A former Nigerian Presidential Candidate Professor Kingsley Moghalu has said the country needs a new constitution that has a well-articulated social contract between the government and the people and one that devolves power, saying the present constitution of Nigeria so long as it’s operated will never transform the country’s economy.

Moghalu was a guest on ARISE News and believes a restructuring of Nigeria is yet to happen and said there is a need for a new constitution whose whole idea of Nigeria should be re-engineered in a way that is acceptable to all the component parts of the federation.

“For example, police powers are still completely exclusively federal powers, but they should be regional powers or state powers so that security can come closer to the people.

“Nigeria has a Police Force of 350,000 for 200 million people, that’s a joke, is it any wonder that in the state, people are not secured,” he said.

He stated further that; “restructuring is still yet to happen and I think there should be some sort of constitutional conference.

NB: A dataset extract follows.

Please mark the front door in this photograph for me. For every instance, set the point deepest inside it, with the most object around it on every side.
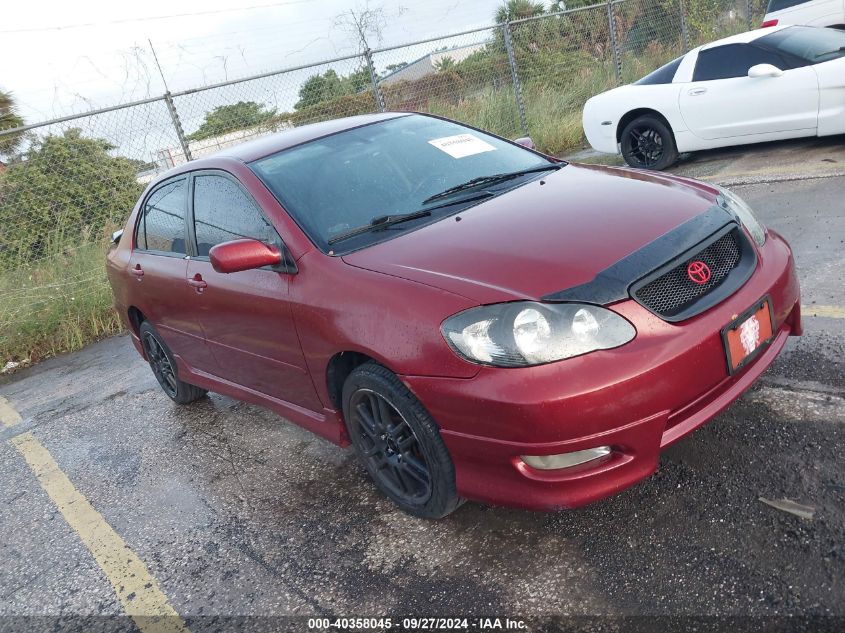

“I think the whole idea of Nigeria should be re-engineered in a way that is acceptable to all the component parts of the federation so that we can know that this is what we agreed on and make it possible for that agreement to be executed in our lives on a daily basis.

“So I am calling for a new constitution, not tinkering with this 1999 constitution, I think it’s going to have a very minimal impact. There are so many issues that are foundational to Nigeria that are just being glossed over and until we address those issues we are not going to have the kind of cohesion as a country that will need to be able to run our economy effectively and productively.

“The present constitution of Nigeria so long as we operate it, Nigeria will never be able to transform its economy, it is just impossible because the constitution as it is now is geared towards sharing and is not geared towards producing. You cannot be sharing a cake that you have not baked. We need a new constitution to help us bake a cake that we can actually share.”